A Livraria José Olympio Editora foi fundada por José Olympio Pereira Filho, em 1931, na cidade de São Paulo. O Rio de Janeiro, a capital da República naquela época, era o ponto de encontro de intelectuais e artistas. Visando este mercado, em 1934, José Olympio muda-se para o Rio de Janeiro, onde abriu sua livraria.

Histórico[editar | editar código-fonte]

A editora deu largada em 1931, ainda em São Paulo, com um livro de sucesso: “Conhece-te pela Psicanálise”, do americano Joseph Ralph, obra do gênero que hoje se conhece como auto-ajuda[1] .

O segundo título da Editora José Olympio foi “Itararé: Notas de Campanha”, em 1933, um relato de combate feito por um participante, Honório de Sylos. Seus títulos seguintes foram: “Sala de Capela”, de Vivaldo Coaracy, e “Diário de um Combatente Desarmado”, de Sertório de Castro, em 1934. Seu 1º lançamento, porém, foi uma reimpressão de “A Ronda dos Séculos”, livro de contos de Gustavo Barroso, que acabara de entrar na Academia Brasileira de Letras. A 4ª publicação foi “Os Párias”, de Humberto de Campos, cujas obras foram o grande sucesso e o impulso, na época, para o crescimento da editora de Olympio.
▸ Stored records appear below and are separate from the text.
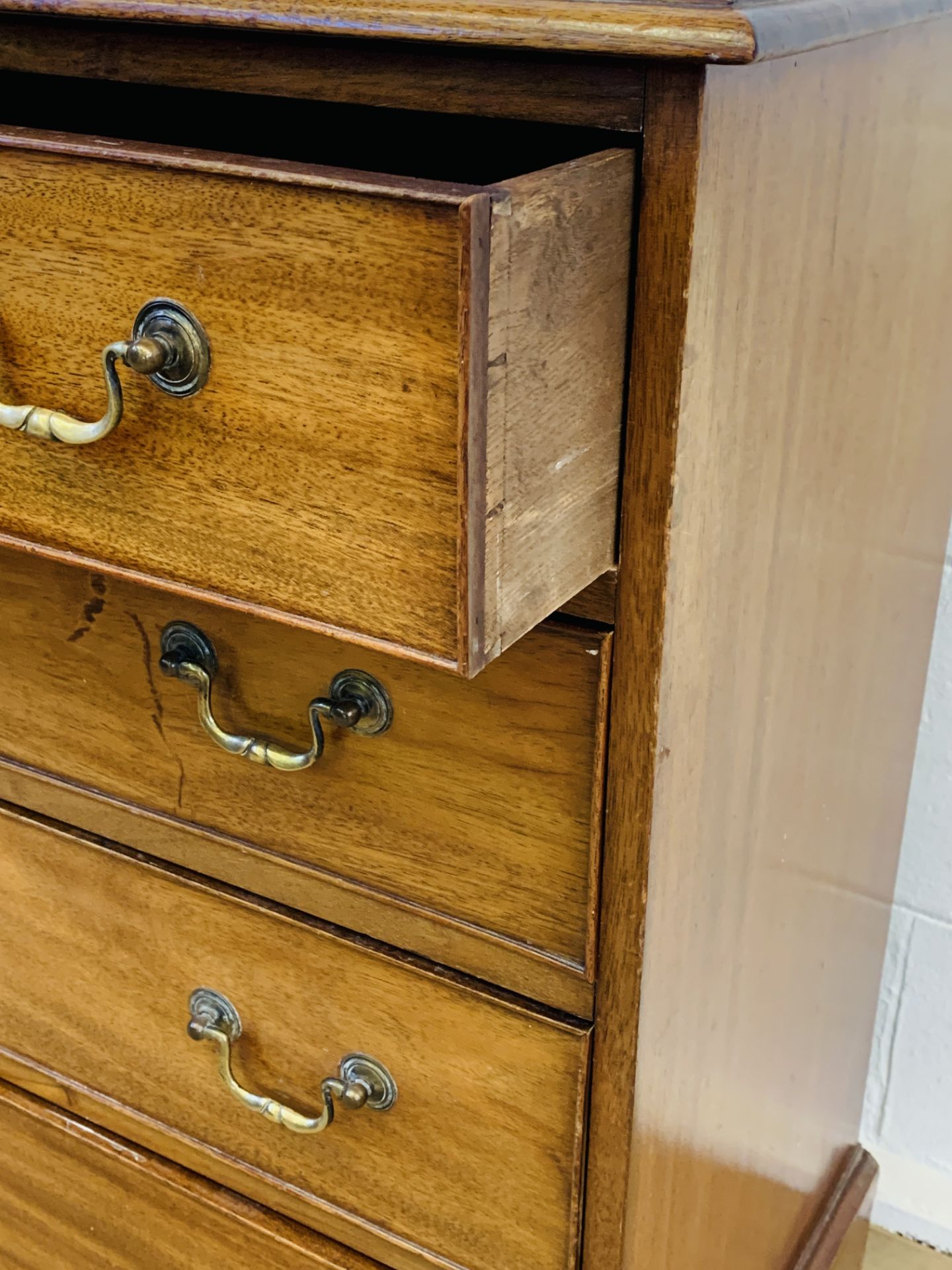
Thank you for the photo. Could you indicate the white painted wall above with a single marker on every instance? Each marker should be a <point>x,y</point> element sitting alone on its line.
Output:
<point>908,1117</point>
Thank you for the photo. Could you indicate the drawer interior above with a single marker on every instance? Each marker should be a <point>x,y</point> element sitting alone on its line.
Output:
<point>457,149</point>
<point>411,431</point>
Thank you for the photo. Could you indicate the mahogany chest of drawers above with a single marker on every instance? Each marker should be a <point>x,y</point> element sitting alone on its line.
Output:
<point>457,700</point>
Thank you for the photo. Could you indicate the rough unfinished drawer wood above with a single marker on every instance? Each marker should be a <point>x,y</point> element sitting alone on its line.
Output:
<point>77,1198</point>
<point>411,432</point>
<point>469,831</point>
<point>476,1165</point>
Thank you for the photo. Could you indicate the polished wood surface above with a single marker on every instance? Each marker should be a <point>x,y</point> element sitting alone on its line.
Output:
<point>413,505</point>
<point>99,952</point>
<point>77,1198</point>
<point>470,831</point>
<point>717,31</point>
<point>597,92</point>
<point>786,519</point>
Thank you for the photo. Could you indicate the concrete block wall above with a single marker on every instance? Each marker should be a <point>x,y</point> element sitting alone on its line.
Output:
<point>908,1115</point>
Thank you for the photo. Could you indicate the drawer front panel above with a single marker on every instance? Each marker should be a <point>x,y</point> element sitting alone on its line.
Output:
<point>476,1164</point>
<point>480,807</point>
<point>353,462</point>
<point>73,1197</point>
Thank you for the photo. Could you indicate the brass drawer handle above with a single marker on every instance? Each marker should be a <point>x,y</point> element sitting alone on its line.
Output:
<point>168,345</point>
<point>364,1082</point>
<point>356,701</point>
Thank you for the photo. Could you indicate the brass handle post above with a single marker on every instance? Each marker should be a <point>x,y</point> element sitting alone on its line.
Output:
<point>168,345</point>
<point>361,1082</point>
<point>356,701</point>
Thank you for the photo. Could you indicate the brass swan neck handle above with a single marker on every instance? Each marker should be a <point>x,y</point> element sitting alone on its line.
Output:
<point>356,701</point>
<point>362,1081</point>
<point>168,345</point>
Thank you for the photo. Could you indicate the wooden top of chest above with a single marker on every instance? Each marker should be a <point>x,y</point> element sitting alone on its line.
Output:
<point>716,31</point>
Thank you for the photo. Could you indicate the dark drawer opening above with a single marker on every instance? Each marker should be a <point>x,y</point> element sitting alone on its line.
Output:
<point>457,149</point>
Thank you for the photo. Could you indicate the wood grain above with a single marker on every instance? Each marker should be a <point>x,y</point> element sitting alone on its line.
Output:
<point>551,511</point>
<point>329,431</point>
<point>98,955</point>
<point>579,91</point>
<point>716,31</point>
<point>71,1195</point>
<point>793,489</point>
<point>596,603</point>
<point>469,832</point>
<point>662,286</point>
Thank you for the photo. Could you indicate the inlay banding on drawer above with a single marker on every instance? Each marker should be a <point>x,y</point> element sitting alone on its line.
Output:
<point>477,1161</point>
<point>469,831</point>
<point>411,431</point>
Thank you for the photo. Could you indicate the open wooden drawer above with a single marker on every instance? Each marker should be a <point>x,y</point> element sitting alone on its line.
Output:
<point>411,427</point>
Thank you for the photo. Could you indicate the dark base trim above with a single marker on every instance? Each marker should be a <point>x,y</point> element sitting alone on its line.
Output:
<point>841,1209</point>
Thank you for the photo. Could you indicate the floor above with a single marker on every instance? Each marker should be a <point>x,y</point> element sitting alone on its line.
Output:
<point>890,1253</point>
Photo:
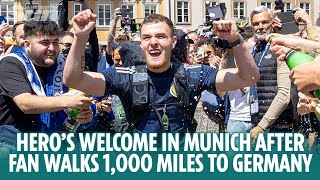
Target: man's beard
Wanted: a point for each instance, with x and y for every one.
(262, 37)
(156, 65)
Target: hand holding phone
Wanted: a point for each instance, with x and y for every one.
(3, 20)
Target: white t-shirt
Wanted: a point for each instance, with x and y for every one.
(239, 105)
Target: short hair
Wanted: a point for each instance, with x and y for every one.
(261, 9)
(14, 27)
(45, 28)
(157, 18)
(193, 32)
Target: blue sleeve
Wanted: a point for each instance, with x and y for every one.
(116, 82)
(209, 79)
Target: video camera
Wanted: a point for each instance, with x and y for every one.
(216, 12)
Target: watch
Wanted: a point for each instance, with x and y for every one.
(237, 42)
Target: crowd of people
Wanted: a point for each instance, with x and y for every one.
(167, 79)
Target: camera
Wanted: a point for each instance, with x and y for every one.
(125, 12)
(140, 88)
(279, 5)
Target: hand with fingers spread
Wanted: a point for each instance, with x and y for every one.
(199, 58)
(302, 15)
(83, 23)
(276, 24)
(226, 29)
(255, 133)
(303, 106)
(116, 14)
(105, 105)
(306, 76)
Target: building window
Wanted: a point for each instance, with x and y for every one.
(286, 7)
(76, 9)
(267, 4)
(150, 9)
(238, 10)
(32, 11)
(209, 4)
(130, 7)
(7, 10)
(183, 12)
(305, 6)
(54, 12)
(104, 14)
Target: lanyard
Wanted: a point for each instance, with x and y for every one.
(254, 51)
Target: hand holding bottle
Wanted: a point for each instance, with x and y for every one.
(304, 68)
(307, 104)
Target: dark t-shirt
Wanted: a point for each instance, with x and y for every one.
(13, 82)
(119, 82)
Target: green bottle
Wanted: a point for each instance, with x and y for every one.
(71, 124)
(295, 58)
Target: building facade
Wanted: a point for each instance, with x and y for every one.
(183, 13)
(193, 12)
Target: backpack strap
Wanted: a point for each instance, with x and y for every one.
(184, 96)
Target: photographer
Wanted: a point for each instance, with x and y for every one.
(270, 107)
(301, 15)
Olympio publicou vários romances de José Lins do Rego, e após a publicação de Bangüê, a “Casa”, como a chamava Olympio, mudou de São Paulo para o Rio de Janeiro, em 3 de julho de 1934. Em 1933, a Livraria Editora Olympio fizera o lançamento de 8 títulos, em 1934, de 32, e em 1935, de 59 títulos. Em 1936, a editora pulicou 66 novas edições, tornando-se o maior editor brasileiro de obras de ficção, de natureza não-didática.

Nos anos 40 e 50, Olympio se tornou o maior editor do país, publicando 2 mil títulos, com 5 mil edições, os quais nos anos 80 atingem 30 milhões de livros de 900 autores nacionais e 500 estrangeiros[2] .

José Olympio publicou uma grande variedade de obras, cujos escritores vão desde Manuel Bandeira, Raquel de Queirós, Fernando Sabino, Orígenes Lessa, Ligia Fagundes Telles, Jorge Amado, Érico Veríssimo, Euclides da Cunha, Monteiro Lobato, Graciliano Ramos, até escritos do presidente Getúlio Vargas.

A célebre livraria da Rua do Ouvidor, 110, no Centro do Rio de Janeiro, ponto de encontro de intelectuais da época, fechou em 1955, quando os proprietários do imóvel onde ela estava instalada interromperam o contrato de aluguel para demolir o prédio. Durante a construção do novo prédio, Olympio decidiu-se apenas pela edição, e a livraria não foi reaberta[3] . A editora se estabeleceu definitivamente em 1964, na Rua Marquês de Olinda, no bairro do Botafogo. No quarto andar, criou uma cantina, batizada de Batatais pelos escritores Daniel Pereira e Luis Jardim, já que o proprietário colocara ali três talhas do artista Poty representando a fundação de sua cidade natal; os almoços lá realizados se tornaram uma tradição, com a presença de diversos intelectuais.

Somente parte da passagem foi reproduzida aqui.